At the moment when the late passenger ran onto the platform, the penultimate carriage of the train

At the moment when the late passenger ran onto the platform, the penultimate carriage of the train passed by him in time t1 = 10 s. The last carriage passed the passenger in time t2 = 8 s. How long is the passenger late for the train departure? The train moves at uniform acceleration, the length of the carriage is the same.

These tasks: t1 (the duration of the passing of the late passenger of the penultimate carriage) = 10 s; t2 (duration of the last carriage passage) = 8 s.
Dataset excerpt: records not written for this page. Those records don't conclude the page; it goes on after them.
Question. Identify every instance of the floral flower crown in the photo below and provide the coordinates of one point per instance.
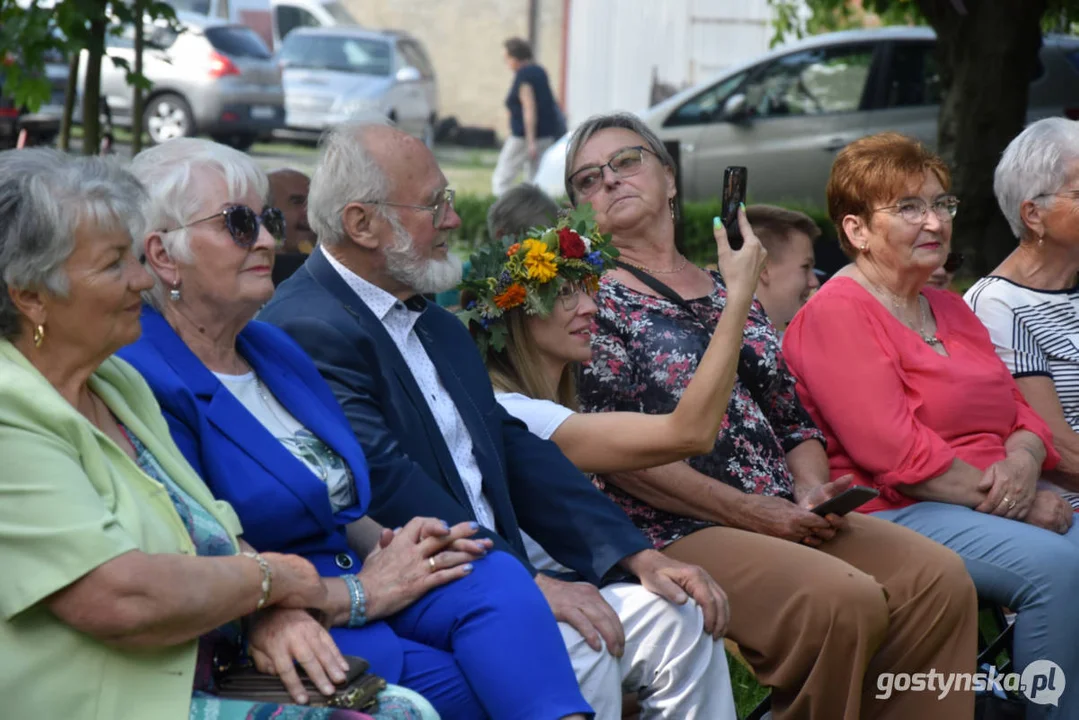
(531, 271)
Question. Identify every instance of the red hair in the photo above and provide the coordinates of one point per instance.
(875, 171)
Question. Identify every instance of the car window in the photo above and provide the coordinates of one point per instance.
(811, 82)
(915, 78)
(290, 17)
(338, 12)
(357, 55)
(237, 41)
(707, 106)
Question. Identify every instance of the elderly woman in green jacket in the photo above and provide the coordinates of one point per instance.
(122, 578)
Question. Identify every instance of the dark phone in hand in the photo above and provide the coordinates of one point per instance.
(734, 194)
(846, 501)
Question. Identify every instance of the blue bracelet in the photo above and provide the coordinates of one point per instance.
(357, 615)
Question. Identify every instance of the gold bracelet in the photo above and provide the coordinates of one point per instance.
(267, 578)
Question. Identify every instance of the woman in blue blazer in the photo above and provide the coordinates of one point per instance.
(431, 608)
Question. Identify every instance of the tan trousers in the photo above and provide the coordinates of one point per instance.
(819, 625)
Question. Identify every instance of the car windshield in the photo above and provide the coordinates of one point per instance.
(358, 55)
(237, 41)
(338, 12)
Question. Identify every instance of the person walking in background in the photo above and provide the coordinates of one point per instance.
(288, 191)
(535, 120)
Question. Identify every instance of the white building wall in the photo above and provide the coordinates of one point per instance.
(616, 46)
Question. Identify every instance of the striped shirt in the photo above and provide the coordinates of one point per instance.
(1036, 333)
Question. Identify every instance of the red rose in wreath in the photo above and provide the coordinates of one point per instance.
(571, 244)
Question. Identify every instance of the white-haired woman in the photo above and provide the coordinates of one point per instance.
(427, 606)
(122, 575)
(1030, 302)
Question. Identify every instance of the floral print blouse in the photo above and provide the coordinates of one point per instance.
(645, 350)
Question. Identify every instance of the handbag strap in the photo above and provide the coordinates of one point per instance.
(655, 284)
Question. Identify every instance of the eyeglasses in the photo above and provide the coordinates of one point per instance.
(953, 262)
(625, 163)
(570, 294)
(914, 209)
(438, 209)
(244, 223)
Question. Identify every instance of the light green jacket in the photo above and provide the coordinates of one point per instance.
(71, 500)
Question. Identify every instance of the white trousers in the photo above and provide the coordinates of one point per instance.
(514, 159)
(678, 670)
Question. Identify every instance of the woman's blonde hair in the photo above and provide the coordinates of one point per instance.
(517, 368)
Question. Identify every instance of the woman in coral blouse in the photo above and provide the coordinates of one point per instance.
(905, 384)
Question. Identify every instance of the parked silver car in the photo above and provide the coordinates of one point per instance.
(333, 72)
(786, 114)
(215, 78)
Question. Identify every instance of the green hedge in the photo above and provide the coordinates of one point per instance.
(697, 217)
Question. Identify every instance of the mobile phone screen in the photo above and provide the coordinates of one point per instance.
(734, 194)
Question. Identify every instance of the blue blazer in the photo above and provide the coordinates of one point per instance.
(282, 504)
(529, 483)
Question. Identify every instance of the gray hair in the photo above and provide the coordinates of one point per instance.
(167, 171)
(346, 173)
(620, 120)
(44, 198)
(1034, 164)
(519, 208)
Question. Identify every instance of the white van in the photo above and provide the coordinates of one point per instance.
(290, 14)
(256, 14)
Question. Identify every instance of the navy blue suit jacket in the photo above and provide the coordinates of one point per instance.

1) Car length: L = Vн * t1 + a * t1 ^ 2/2 (penultimate car) or L = Vн1 * t ^ 2 + a * t2 ^ 2/2 (last car).

2) The speed of the train at the moment the passenger hits the platform: Vн = a * top.

3) The speed of the train at the moment of passing the last carriage: Vн1 = a * (t1 + top).

4) The resulting equality: a * top * t1 + a * t2 ^ 2/2 = a * (t1 + top) * t2 + a * t2 ^ 2/2.

top * t1 + t1 ^ 2/2 = (t1 + top) * t ^ 2 + t2 ^ 2/2.

top * 10 + 10 ^ 2/2 = (10 + top) * 8 + 8 ^ 2/2.

10top + 50 = 80 + 8top + 32.

2top = 62 and top = 62/2 = 31 s.

Answer: The passenger was 31 seconds late.